Bad times for the videogame industry might just be good times for Nintendo, as President Saturo Iwata says that reduced output from publishers could result in an even greater focus on the Wii and DS.
Iwata said in a recent conference call that tough economic times are forcing many publishers to cut back on the number of titles they're producing and releasing, and as a result their efforts have to be directed toward projects that have the greatest chance of being commercially successful.
"Nintendo was hopeful that we would make this new system the best selling hardware in the next generation," Iwata said. "Even so, If you ask me if we were able to foresee today's situation, I am not that optimistic so I have to admit that today's situation is exceeding even our original expectations."
"To the third party software manufacturers, the surprise must be bigger," he continued. "Some are reportedly saying that they bet on the wrong horse or that they need to change course. I recognize that each one of the third parties is trying to develop software that can be appealing on DS and Wii systems which have significantly increased the installed bases, while narrowing the overall number of software to develop."

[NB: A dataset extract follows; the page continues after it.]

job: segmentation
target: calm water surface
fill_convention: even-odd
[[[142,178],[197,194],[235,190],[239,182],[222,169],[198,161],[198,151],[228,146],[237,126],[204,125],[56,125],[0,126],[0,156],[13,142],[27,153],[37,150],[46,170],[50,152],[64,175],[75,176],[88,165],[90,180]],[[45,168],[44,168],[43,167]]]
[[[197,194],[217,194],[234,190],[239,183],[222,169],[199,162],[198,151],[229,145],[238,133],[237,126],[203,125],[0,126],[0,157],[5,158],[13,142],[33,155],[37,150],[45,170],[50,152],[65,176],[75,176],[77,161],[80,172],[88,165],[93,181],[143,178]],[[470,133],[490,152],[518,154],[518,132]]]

Best-known among the publishers who "bet on the wrong horse" is Electronic Arts, which admitted back in mid-2008 that it "made the wrong call" by not focusing on Wii development. But in early February, EA CEO John Riccitiello signaled a major change in direction by announcing that "half [of EA's] emphasis in terms of title counts" would be going to Nintendo; THQ also recently revealed that it's Wii business has continued to show impressive growth despite massive overall losses suffered by the company, and that it would be increasing focus on casual - by which it's safe to assume he means Wii - development.
Nintendo has developed a reputation over the years for relying very heavily on first-party releases, but Iwata implied that a more enthusiastic embrace of third-party support may be in the offing. "Overall, we recognize that our relationships with the software manufacturers are shaping up better than before," he said. "So, in the mid-term, we believe that more attractive titles will be launched by them for our platforms."